Mens sana Polis sana

4 Marzo Mar 2017 1212 04 marzo 2017

Anche a Palazzo Marino il Carnevale ribalta la realtà…

  • ...

Il carnevale è senza dubbio la festa più divertente e variopinta dell’anno, dove tutto è permesso e dove gioco, scherzo e finzione prendono il posto della realtà. Ma se a carnevale ogni scherzo vale, allora pensiamo alle maschere che per un giorno potrebbero indossare anche i politici milanesi. Ed ecco che al sindaco Sala il cappello a punta di Mago Merlino calza a pennello, così come la Giunta di palazzo Marino può facilmente diventare la Tavola Rotonda e Raffaele Cantone vestire i panni di Robin Hood. Nella foresta di Sherlock si aggirano altri due strani personaggi, ironia della sorte, De Corato diventa Cappuccetto Rosso e Majorino il Lupo Cattivo: come farà Pier a mangiarselo tutto non è ancora ben chiaro – speriamo non faccia indigestione.

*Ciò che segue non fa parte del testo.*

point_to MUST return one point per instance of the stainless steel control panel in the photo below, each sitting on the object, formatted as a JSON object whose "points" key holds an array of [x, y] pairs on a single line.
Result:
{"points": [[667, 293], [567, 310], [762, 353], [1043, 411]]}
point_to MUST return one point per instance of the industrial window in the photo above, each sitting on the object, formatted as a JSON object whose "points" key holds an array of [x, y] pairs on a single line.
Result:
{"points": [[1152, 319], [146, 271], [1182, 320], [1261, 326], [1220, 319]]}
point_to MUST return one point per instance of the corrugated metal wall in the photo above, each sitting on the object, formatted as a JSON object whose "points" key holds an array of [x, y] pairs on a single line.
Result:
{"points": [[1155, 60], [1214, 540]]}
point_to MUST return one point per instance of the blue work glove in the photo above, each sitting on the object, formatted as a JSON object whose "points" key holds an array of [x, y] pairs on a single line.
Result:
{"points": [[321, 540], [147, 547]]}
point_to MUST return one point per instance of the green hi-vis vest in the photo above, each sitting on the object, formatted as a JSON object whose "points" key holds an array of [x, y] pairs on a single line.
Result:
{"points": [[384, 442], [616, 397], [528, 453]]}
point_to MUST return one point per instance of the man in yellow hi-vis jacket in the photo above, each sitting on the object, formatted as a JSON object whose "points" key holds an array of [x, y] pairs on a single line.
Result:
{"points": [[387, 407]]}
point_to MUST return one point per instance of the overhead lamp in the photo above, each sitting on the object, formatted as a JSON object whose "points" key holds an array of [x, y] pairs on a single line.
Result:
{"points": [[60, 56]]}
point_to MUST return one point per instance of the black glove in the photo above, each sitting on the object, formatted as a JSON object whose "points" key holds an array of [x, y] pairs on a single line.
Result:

Al gentil sesso le maschere donano in particolare: l’assessore alla Sicurezza Carmela Rozza, nel ribaltamento della realtà, non può che essere la malvagia Crudelia Demon della Carica dei 101 (non quelli che non votarono per Prodi – si intende!). L’algida assessore Cocco trasformata in una dolce Biancaneva… senza mela però – in Microsoft le “Apple” non sono ben viste! Dei nani, invece, è rimasto solo Dotto: l’assessore Maran, giovane – ormai quasi stagionato. Certo, per combattere le battaglie a Palazzo servono coraggio ed energie che non mancano al caro Cappato, nella sua tuta nera da Batman, e a Parisi a cavallo come Don Chicotte. Sempre per la legge del contrappasso, tra i corridoi del Comune, si aggira anche Salvini, verde di rabbia nei panni di Shreck. Insomma, un bel rebelott e qualcuno, alla fine, dovrà pur mettere in ordine e ripulire. Tranquilli: c’è Cenerentola Gelmini; sempre che non sia troppo impegnata con scarpette e principe!